Purification and characterization of beta-N-acetyl-D-hexosaminidase from the mid-gut gland of scallop (Patinopecten yessoensis).

Abstract

beta-N-Acetyl-D-hexosaminidase was isolated from the mid-gut gland of Patinopecten yessoensis. The enzyme was purified by making an acetone-dried preparation of the mid-gut gland, extracting with 50 mM citrate-phosphate buffer (pH 4.0) (about 13% of the extracted proteins was beta-N-acetyl-D-hexosaminidase), ammonium sulfate fractionation, and column chromatographies on CM-Sepharose and DEAE-Sepharose. The purified beta-N-acetyl-D-hexosaminidase was homogeneous on SDS-PAGE, and sufficiently free from other exo-type glycosidases. The molecular weight was 56,000 by SDS-PAGE. The enzyme hydrolyzed both p-nitrophenyl beta-N-acetyl-D-glucosaminide and p-nitrophenyl beta-N-acetyl-D-galactosaminide.
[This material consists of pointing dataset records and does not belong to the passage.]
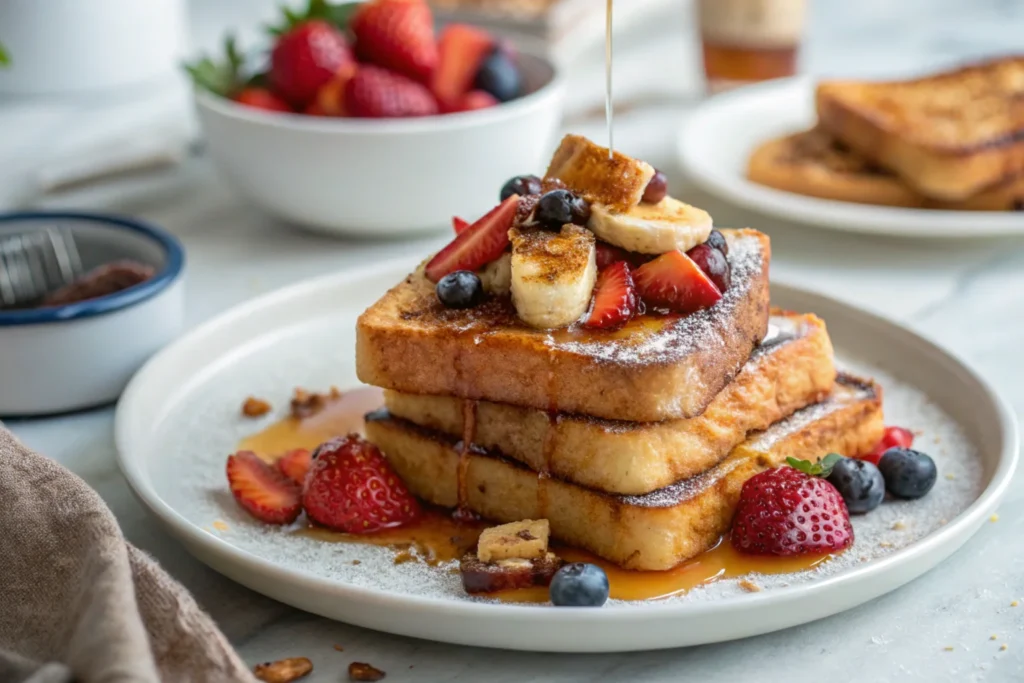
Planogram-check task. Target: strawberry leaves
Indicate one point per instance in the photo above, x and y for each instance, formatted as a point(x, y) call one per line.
point(821, 468)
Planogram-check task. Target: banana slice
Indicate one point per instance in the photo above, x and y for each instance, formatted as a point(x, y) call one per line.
point(651, 228)
point(497, 275)
point(553, 274)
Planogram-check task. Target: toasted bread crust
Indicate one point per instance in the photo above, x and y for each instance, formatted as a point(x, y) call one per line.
point(655, 368)
point(782, 376)
point(948, 136)
point(653, 531)
point(815, 164)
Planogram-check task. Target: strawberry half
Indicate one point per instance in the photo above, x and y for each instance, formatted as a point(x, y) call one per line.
point(352, 488)
point(397, 35)
point(614, 298)
point(461, 51)
point(478, 245)
point(673, 281)
point(263, 491)
point(295, 464)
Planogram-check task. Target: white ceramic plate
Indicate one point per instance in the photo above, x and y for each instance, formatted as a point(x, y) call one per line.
point(179, 418)
point(718, 138)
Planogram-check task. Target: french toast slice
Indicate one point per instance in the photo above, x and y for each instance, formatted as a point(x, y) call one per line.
point(654, 368)
point(793, 368)
point(815, 164)
point(656, 530)
point(947, 136)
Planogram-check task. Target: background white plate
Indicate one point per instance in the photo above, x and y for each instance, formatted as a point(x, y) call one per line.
point(718, 138)
point(179, 418)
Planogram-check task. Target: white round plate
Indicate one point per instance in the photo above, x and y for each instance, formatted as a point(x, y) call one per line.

For p-nitrophenyl beta-N-acetyl-D-glucosaminide, the pH optimum was 3.7, the optimum temperature was 45 degrees C, and the Km was 0.24 mM. For p-nitrophenyl beta-N-acetyl-D-galactosaminide, these were pH 3.4, 45 degrees C, and 0.15 mM, respectively. The enzyme liberated non-reducing terminal beta-linked N-acetyl-D-glucosamine or N-acetyl-D-galactosamine from various 2-aminopyridyl derivatives of oligosaccharides of N-glycan or glycolipid type except of GM2-tetrasaccharide. As the enzyme was stable around pH 3.5-5.5, it may be useful for long time reactions around the optimum pH.